Sanders’ argument is a lot more inspiring. It promises big changes — a revolution, literally. It suggests that progressives can realize their goals if they only put in enough effort, and build a coalition large enough to overcome the power of special interests. It’s precisely the kind of message that resonates with idealists, which probably helps explain why Sanders has been such a hit on college campuses and with young voters.
But Sanders’ vision also requires a big leap of faith. While mass movements have changed American politics before — the Civil Rights movement comes quickly to mind — it’s taken years and sometimes decades of organizing and fighting. Even then, progress was slow, painful, and disheartening to many of its proponents.

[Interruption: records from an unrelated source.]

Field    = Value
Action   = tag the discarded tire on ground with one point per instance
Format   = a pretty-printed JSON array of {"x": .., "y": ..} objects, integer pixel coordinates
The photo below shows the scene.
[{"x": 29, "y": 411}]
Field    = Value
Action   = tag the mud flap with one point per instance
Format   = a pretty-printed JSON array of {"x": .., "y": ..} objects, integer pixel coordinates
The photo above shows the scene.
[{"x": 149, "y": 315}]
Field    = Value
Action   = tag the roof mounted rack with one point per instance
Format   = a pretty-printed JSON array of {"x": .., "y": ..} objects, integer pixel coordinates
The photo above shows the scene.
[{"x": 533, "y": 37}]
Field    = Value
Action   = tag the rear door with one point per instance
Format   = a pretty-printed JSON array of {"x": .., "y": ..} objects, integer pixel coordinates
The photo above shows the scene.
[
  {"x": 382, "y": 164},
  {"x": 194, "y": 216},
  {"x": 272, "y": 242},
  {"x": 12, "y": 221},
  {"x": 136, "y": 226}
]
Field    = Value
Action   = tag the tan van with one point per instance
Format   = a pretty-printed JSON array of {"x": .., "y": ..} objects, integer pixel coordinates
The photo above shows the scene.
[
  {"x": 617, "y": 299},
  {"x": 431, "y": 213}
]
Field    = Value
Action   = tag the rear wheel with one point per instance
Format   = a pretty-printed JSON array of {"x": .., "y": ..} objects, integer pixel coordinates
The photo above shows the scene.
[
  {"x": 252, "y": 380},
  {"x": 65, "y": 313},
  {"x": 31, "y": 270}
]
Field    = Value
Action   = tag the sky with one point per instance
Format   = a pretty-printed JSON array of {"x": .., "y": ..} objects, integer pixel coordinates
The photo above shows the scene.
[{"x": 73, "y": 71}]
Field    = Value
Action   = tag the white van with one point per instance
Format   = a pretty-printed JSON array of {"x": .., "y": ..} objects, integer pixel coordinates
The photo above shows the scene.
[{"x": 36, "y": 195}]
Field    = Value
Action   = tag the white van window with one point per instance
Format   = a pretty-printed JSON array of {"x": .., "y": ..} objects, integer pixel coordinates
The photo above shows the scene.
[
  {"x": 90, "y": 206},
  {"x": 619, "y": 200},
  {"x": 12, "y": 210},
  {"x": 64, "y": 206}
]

Clinton’s argument, by contrast, isn’t likely to excite anybody. It amounts to saying that the future is limited, rather than limitless — and that best hope for the next four years is to avoid backtracking, rather making great strides forward. That’s not a lot of comfort to people struggling with tuition or medical bills, or unable to find a good job.
But Clinton’s argument also recognizes that money in politics isn’t the only obstacle to sweeping change. Progressives also face tough resistance from conservative ideologues — starting with the ones who run Congress — and would need to win over a public that is frequently ambivalent about, or even hostile to, big government initiatives. And that’s to say nothing of prejudices, like sexism and racism and anti-immigrant sentiment, that make progressive policies even more difficult sell. Clinton wants to overcome these obstacles, but she believes it’s going to be a long-term project — with mostly incremental victories for now.
Just like Sanders’ pitch is a natural fit for his constituency of younger voters, the Clinton argument probably resonates with older voters who have lived through the same political battles she has. They might like what Sanders is promising. They just don’t believe he can deliver it.